Each repository tracks days since last ingest. Compliance UI surfaces a freshness label: current (≤ 7 days), stale (8–30 days), very_stale (> 30 days), or never. Use this to size the air-gap transfer cadence against your organization's tolerance for delayed patch availability.
Troubleshooting
Ingestion fails with "signature does not match manifest payload"
The repository's configured public key doesn't match the private key that signed this disc. Either the disc was tampered with in transit, or the operator regenerated the keypair on the collector without distributing the new public key to the repository. Re-export the public key from the collector and replace the value in the repository's sysmanage.yaml.
Ingestion fails with "manifest format_version exceeds repository's max"
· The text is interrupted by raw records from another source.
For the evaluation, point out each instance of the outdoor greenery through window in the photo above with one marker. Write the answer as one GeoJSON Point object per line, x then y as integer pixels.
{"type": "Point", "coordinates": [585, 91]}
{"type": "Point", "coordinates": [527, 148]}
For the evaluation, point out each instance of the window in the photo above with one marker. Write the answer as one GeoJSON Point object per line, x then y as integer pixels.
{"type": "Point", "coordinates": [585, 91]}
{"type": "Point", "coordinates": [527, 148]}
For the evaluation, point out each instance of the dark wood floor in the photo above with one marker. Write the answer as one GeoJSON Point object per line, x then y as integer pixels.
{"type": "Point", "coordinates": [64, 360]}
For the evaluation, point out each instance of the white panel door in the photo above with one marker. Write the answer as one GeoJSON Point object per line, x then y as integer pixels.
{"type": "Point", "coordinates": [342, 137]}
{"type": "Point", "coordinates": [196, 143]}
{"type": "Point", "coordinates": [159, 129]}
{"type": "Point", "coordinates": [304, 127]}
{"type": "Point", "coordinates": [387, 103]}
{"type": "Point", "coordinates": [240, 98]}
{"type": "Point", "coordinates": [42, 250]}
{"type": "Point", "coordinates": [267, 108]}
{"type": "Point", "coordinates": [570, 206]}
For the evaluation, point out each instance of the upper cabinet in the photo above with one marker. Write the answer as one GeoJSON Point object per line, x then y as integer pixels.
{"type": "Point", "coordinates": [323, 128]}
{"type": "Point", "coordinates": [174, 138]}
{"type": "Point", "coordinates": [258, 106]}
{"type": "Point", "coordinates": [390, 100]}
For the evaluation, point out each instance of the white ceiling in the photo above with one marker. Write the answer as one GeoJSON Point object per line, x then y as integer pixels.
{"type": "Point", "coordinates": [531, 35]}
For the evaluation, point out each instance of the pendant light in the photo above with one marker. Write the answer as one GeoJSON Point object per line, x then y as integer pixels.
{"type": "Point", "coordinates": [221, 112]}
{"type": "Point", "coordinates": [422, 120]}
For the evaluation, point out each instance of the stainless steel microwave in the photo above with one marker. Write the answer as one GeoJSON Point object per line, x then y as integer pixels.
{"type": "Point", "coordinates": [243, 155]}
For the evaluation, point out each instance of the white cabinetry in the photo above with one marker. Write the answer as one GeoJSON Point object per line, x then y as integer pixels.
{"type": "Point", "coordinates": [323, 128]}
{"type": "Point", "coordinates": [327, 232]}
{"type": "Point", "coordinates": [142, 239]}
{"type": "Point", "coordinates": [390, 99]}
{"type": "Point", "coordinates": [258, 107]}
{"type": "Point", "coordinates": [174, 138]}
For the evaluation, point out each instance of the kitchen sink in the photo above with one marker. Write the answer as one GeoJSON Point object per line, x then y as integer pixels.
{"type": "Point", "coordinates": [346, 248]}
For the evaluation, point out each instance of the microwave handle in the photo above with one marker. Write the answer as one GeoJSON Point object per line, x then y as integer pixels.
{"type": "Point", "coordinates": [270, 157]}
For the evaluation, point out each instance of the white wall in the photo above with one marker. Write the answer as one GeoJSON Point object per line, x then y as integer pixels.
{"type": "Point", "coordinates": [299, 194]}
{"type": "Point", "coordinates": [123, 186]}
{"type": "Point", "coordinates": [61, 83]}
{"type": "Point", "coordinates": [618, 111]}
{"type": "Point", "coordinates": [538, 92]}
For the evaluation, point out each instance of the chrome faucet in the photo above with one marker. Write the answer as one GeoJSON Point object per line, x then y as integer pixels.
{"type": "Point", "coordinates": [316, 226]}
The collector has been upgraded to a new SysManage version that changed the manifest format, but the repository hasn't been upgraded yet. Upgrade the repository server to the same version, then re-ingest. The format-version check is a deliberate forward-compat fail-safe — older repositories cannot be tricked into ingesting media with new fields they don't understand.
Role chip in the header bar is red
The role: in sysmanage.yaml is set to collector or repository, but the corresponding Pro+ engine isn't loaded. Most common cause: the Enterprise license isn't valid (expired, missing, or doesn't include the air-gap engines). Check the License page in Settings; if the license is fine, check /var/log/sysmanage/server.log for module-loader errors.
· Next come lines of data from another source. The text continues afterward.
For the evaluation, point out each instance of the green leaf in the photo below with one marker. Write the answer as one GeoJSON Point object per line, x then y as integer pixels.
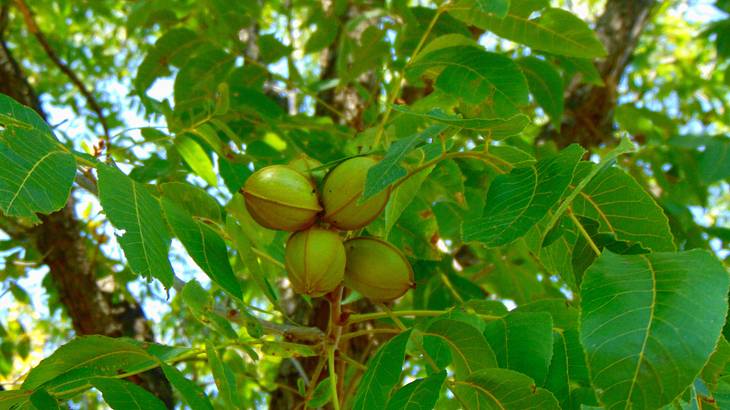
{"type": "Point", "coordinates": [518, 200]}
{"type": "Point", "coordinates": [568, 374]}
{"type": "Point", "coordinates": [286, 349]}
{"type": "Point", "coordinates": [556, 31]}
{"type": "Point", "coordinates": [523, 342]}
{"type": "Point", "coordinates": [193, 395]}
{"type": "Point", "coordinates": [95, 355]}
{"type": "Point", "coordinates": [418, 394]}
{"type": "Point", "coordinates": [224, 378]}
{"type": "Point", "coordinates": [623, 209]}
{"type": "Point", "coordinates": [132, 209]}
{"type": "Point", "coordinates": [650, 322]}
{"type": "Point", "coordinates": [502, 389]}
{"type": "Point", "coordinates": [476, 75]}
{"type": "Point", "coordinates": [382, 375]}
{"type": "Point", "coordinates": [714, 161]}
{"type": "Point", "coordinates": [173, 47]}
{"type": "Point", "coordinates": [401, 198]}
{"type": "Point", "coordinates": [197, 81]}
{"type": "Point", "coordinates": [470, 11]}
{"type": "Point", "coordinates": [42, 400]}
{"type": "Point", "coordinates": [11, 398]}
{"type": "Point", "coordinates": [583, 177]}
{"type": "Point", "coordinates": [37, 171]}
{"type": "Point", "coordinates": [546, 86]}
{"type": "Point", "coordinates": [321, 395]}
{"type": "Point", "coordinates": [196, 157]}
{"type": "Point", "coordinates": [193, 199]}
{"type": "Point", "coordinates": [389, 170]}
{"type": "Point", "coordinates": [204, 245]}
{"type": "Point", "coordinates": [496, 128]}
{"type": "Point", "coordinates": [124, 395]}
{"type": "Point", "coordinates": [470, 352]}
{"type": "Point", "coordinates": [200, 303]}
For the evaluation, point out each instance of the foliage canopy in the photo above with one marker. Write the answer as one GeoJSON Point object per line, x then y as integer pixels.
{"type": "Point", "coordinates": [554, 268]}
Multi-hour collection cycle gets killed mid-run
Should not happen as of Phase 11.6 — the agent now writes a per-plan in-flight journal at ~/.sysmanage-agent/inflight/<message_id>.json before each subprocess starts, with a 30-second heartbeat. If the agent process restarts (or the WebSocket bounces), the journal carries enough state for the agent to either re-attach to the still-live subprocess or emit a synthetic command_result so the server's mirror row clears. If you see a hung mirror anyway, file an issue with the contents of the inflight journal.